Leap Motion: Size & build
The device itself is barely bigger than a packet of gum. Measuring 76mm long, 30mm wide and a mere 13mm high, the inoffensive brushed aluminium and black-glass shell will blend in next to anything iMac-like.
Leap Motion: Setup
Setting up the Leap Motion is as easy as plugging in the USB and downloading some software. Given the seven- month delay in bringing the Leap Motion to market we were pretty eager to get started. Three run-throughs of the tutorial and we'd finally graduated from aimless finger jabbing to drawing tentative shapes and beginning to visualise the virtual window now within our grasp.
The Leap Motion's three infrared eyes and dual cameras give you virtual control of a modest space hovering somewhere over and in front of your keyboard. It tracks your wrists, hands and all ten fingers with a claimed precision of 0.001mm. Our rulers don't go down that far but, while you're still learning to use the Leap Motion, 'precision' won't be the first word springing to mind.

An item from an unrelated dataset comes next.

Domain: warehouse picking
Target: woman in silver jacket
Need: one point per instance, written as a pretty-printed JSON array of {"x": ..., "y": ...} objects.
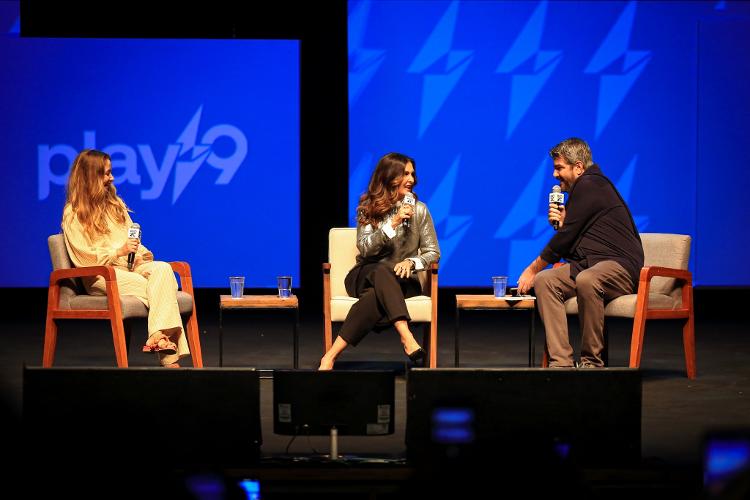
[{"x": 396, "y": 238}]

For a start, there's no universal set of gestures. Some apps use a finger jab for a click, others come up with their own methods. It takes away from what should be an unthinking, intuitive experience. And while the Leap Motion generally does a good job of keeping track of all ten of our digits, it can have an annoying tendency to lose them if you hold your hand at the wrong angle.
Leap Motion: Content
Both OS X and Windows are catered for but the Leap Motion won't let you control either out of the box. Instead you'll be confined to apps from the Airspace Store. It boasts 75 launch titles but while spinning round a 3D molecule model or taking apart an intricately detailed human skull with your bare hands can be fun, we sense there's more to come from developers than this.
Google Earth is one of the small number of mainstream apps to make it on there. Promo videos show nimble fingered Californians zipping around the globe with intuitive hand-waving ease. We found it maddeningly sensitive – sending you spinning into space with the merest gesture – but satisfying to use once mastered.
Leap Motion: Games
On the gaming front, Cut The Rope is surprisingly addictive in air-slashing form but can't quite live up to the accuracy of actually touching ropes on an iPad or phone screen. Virtual flight apps nail the interface better but most games fall into the psychedelic experimental category - to varying effect.
Leap Motion: Verdict
In creating the Leap Motion the designers began with the idea of making modelling virtual 3D clay as easy as modelling clay in the real world. We think that's where Leap Motion's future lies – in innovative 3D applications not yet dreamt of. Till then it hovers somewhere between gimmicky toy and impressive proof of concept – but at a price that screams 'buy me anyway'.